Wednesday, April 6, 2016

Embrace all your different realities!

You start painting an object and move it into an abstract composition of shapes. It seems to lack depth so you add light and shade, you construct believable grooves and folds. Then this something starts to look like another recognizable subject. You run with it and add more elements that will turn it into a fish, or a person, or a hilltop. Once you're past this layer, all you see is that central shape of a physical being and it annoys you tremendously that this is no longer just an abstract painting that is free to be anything. Does our eye always seek something recognizable to hold onto? Do I as a painter and in my real life need to steady myself with reality?

You turn the piece upside down and tell yourself that you'll start from scratch. You can simply see lines and shapes and colors, without needing to go anywhere else. Yet, within ten seconds your eye begins to search out recognizable imagery - formal elements of a painting aren't enough for it to chew on.
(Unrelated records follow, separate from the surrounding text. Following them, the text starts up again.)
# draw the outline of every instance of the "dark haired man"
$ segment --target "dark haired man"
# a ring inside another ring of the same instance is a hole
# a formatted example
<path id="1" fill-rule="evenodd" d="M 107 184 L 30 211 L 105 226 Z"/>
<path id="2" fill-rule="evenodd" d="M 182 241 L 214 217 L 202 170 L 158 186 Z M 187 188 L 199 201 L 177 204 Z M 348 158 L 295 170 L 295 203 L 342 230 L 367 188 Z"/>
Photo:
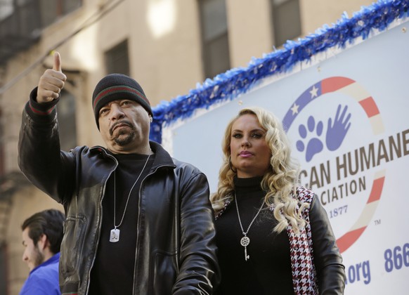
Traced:
<path id="1" fill-rule="evenodd" d="M 22 260 L 30 275 L 20 295 L 60 294 L 58 261 L 65 216 L 56 209 L 44 210 L 27 218 L 22 225 Z"/>
<path id="2" fill-rule="evenodd" d="M 149 141 L 152 112 L 141 86 L 112 74 L 92 106 L 105 143 L 60 150 L 60 58 L 23 111 L 19 165 L 63 204 L 63 294 L 211 294 L 219 281 L 206 176 Z"/>

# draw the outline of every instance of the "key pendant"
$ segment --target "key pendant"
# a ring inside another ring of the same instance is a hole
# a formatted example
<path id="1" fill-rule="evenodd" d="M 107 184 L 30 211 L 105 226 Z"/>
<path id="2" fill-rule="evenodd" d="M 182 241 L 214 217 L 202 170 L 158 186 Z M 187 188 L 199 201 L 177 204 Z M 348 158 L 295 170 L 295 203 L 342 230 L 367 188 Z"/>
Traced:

Perhaps it's the nature of shapes and lines to be suggestive. With one stroke Japanese calligraphers evoke a mountain top because they know our eyes will complete the scene on their own. So why should I try to run away from suggestive imagery? Why not embrace as many realities as come to mind? When the landscape is full of incomplete spaces, our eyes are able to take it in and add to it in just the same way they see things in an abstract shape. It's about doing more with less. Wouldn't that be a nice life motto?